Emma Caleb January 2009
"To think when your little eyes opened, you saw the face of Jesus."

Wednesday, August 15, 2012

Post-Op Praise

Well, since I last posted on July 16, we have had all kinds of chaos in our household!  After Abbie & Derik both dealt with full, HORRIBLE cases of Hand Foot & Mouth, I ended up with my own medical issues!  My back pain reached it's peak, and after a chiropractic adjustment provided no relief, my chiropractor suggested going to the ER and have an ultrasound done to check my gall bladder.  Turned out, I had many, and I mean MANY gall bladder stones!  That was Friday, July 27th, and they sent me home.  They told me that I needed to call back on Monday and schedule my surgery.  And on I went with my weekend. 

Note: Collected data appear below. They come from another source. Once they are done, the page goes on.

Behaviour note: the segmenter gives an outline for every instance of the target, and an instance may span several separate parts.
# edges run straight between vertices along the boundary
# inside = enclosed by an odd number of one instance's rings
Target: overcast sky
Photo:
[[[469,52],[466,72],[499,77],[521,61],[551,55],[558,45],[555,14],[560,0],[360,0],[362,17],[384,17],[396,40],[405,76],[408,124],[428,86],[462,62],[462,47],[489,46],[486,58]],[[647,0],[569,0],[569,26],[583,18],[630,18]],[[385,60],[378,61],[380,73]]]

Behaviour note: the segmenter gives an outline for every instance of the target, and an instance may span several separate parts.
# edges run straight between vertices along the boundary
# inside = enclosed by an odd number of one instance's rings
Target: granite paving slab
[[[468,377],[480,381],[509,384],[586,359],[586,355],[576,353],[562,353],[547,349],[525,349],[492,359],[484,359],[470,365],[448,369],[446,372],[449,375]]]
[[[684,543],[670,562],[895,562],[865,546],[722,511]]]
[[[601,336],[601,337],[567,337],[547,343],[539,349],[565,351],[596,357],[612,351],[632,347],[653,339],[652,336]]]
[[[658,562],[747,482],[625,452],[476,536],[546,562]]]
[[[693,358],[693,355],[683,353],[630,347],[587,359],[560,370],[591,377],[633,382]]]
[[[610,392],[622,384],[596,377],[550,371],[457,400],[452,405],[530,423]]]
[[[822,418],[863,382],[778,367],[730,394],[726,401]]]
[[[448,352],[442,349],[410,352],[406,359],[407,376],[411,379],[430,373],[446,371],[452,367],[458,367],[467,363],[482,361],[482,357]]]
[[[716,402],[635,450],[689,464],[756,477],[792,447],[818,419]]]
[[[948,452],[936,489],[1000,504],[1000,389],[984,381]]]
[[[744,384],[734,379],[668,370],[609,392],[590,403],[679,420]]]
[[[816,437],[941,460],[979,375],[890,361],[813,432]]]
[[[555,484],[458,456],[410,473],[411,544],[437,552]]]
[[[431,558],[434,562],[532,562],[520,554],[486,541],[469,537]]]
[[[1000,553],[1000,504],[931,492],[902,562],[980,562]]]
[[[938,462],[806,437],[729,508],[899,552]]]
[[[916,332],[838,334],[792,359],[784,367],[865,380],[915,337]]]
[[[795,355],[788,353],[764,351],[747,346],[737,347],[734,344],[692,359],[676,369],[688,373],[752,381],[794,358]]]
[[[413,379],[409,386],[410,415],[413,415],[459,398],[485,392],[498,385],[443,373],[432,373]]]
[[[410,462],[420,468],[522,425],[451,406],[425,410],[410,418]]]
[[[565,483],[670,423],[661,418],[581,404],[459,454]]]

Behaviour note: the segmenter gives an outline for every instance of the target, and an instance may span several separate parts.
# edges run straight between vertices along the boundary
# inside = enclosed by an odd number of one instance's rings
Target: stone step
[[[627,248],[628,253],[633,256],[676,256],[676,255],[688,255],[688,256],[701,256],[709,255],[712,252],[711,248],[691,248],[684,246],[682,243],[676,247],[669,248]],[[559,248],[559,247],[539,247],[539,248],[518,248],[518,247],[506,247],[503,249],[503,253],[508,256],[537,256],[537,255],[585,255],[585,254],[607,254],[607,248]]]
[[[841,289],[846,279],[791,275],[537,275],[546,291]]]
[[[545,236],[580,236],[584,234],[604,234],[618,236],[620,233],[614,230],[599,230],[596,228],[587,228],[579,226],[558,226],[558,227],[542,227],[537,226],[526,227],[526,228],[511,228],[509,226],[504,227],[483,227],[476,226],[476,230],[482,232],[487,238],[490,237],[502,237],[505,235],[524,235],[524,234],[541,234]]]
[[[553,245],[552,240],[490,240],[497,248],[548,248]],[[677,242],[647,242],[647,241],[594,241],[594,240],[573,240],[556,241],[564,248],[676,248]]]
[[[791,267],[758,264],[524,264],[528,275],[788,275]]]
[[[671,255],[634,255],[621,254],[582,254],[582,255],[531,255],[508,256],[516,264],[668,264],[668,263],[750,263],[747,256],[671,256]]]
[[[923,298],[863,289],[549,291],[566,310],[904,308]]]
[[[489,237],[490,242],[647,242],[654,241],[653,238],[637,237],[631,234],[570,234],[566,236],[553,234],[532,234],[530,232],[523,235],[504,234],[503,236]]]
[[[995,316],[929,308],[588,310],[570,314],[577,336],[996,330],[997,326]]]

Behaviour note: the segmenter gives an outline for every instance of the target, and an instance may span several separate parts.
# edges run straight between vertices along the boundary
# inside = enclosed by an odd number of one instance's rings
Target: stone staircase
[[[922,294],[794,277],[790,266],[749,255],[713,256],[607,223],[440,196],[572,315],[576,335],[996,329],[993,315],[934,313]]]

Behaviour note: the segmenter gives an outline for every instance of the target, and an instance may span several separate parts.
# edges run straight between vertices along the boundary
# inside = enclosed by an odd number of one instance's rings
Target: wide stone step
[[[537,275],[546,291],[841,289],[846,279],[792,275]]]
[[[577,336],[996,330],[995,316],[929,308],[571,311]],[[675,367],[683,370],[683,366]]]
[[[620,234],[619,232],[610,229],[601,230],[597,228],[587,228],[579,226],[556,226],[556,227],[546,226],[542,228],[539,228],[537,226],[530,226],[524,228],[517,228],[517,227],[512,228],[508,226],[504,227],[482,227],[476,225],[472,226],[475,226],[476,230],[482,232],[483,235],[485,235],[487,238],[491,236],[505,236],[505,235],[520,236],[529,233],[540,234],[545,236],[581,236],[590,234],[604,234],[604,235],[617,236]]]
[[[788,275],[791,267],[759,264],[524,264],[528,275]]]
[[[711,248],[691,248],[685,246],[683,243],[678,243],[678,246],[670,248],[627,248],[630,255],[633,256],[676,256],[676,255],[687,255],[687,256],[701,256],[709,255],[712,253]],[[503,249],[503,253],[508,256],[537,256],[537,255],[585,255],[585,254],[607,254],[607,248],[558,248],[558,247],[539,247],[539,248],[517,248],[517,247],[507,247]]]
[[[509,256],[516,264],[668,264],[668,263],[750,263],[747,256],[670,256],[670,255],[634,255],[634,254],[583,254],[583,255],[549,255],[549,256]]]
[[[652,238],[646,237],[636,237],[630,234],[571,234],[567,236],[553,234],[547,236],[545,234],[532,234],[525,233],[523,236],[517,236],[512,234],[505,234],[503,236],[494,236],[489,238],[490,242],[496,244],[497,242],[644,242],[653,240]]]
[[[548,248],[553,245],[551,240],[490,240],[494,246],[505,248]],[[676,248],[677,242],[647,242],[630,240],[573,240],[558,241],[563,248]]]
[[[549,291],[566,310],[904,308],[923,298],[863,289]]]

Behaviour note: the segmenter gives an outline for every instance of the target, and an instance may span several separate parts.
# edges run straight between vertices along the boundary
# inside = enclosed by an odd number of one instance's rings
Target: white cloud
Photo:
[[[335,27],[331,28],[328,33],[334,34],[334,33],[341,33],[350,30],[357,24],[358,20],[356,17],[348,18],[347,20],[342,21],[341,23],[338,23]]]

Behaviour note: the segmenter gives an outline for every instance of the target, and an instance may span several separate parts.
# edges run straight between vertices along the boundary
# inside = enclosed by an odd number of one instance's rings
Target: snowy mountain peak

Saturday morning we went to a birthday party for one of Abbie's best friends!  I wasn't feeling very good toward the end of the party, and I decided I needed to take a nap when I got home.  I woke up from my nap in some of the worst pain I have ever experienced.  One of my amazing friends, Meredith (who has carted me to the hospital too many times to count), picked me up and we headed to the hospital!  After some AMAZING pain meds were administered, the doctor came in with some bad news.  My levels had sky rocketed, and I needed immediate surgery to have my gall bladder removed.  So, off to surgery I went!  Derik barely made it to the hospital in time, and I was so glad that he did!

After surgery, I was given the good news and the bad news.  Good news, my gall bladder was out, and I should be feeling better soon!  The bad news, one of the stones jumped ship from my gall bladder and plugged my bile duct.  That meant that I needed a 2nd procedure.  They scheduled it for Monday, and after waiting a LONG time... we headed up for the procedure to be done.  The procedure was successful, however... it created another issue, pancreatitis. 

At this point, I was so sick, and so tired of being at the hospital, that I swore they were making this up!  I had bad jaundice, and the pancreatitis rendered me unable to eat ANYTHING!  I was ordered to not have ANYTHING by mouth for 2 days.  When I was finally able to eat again, I took it slow, and it paid off.  I was FINALLY discharged to go home on Thursday, Aug 2, and was so happy to leave!  I would have skipped to the car, but they make you sit in a wheelchair! 

My dad and his girlfiriend, Carol, had picked the kids up on the Saturday of my surgery.  They spent the night here Saturday, and took the kids back to Greensboro, NC, for the week.  My mom brought them back home to me the Friday after my discharge.  That was by far the hardest part my hospital stay.  Not seeing my kids sunk me.  I had no cell phone signal, so skype wasn't even an option.  However, they came home to me in one piece, and were just as happy to see me as I was to see them!

As a mommy, sometimes I forget to take care of myself!  I have to remind myself, and really work hard to make sure I focus on recovering!  I wasn't supposed to pick up Brady for a while, but how can you not pick up that sweet chunky little thing!!!  Recovery has been hard, and I know it isn't over, but I am getting there!

Thank you to all of you who helped us out (in so many ways) and to all of you who kept praying for myself and our family.  We can't say thank you enough.  We are truly grateful to have such amazing friends and family!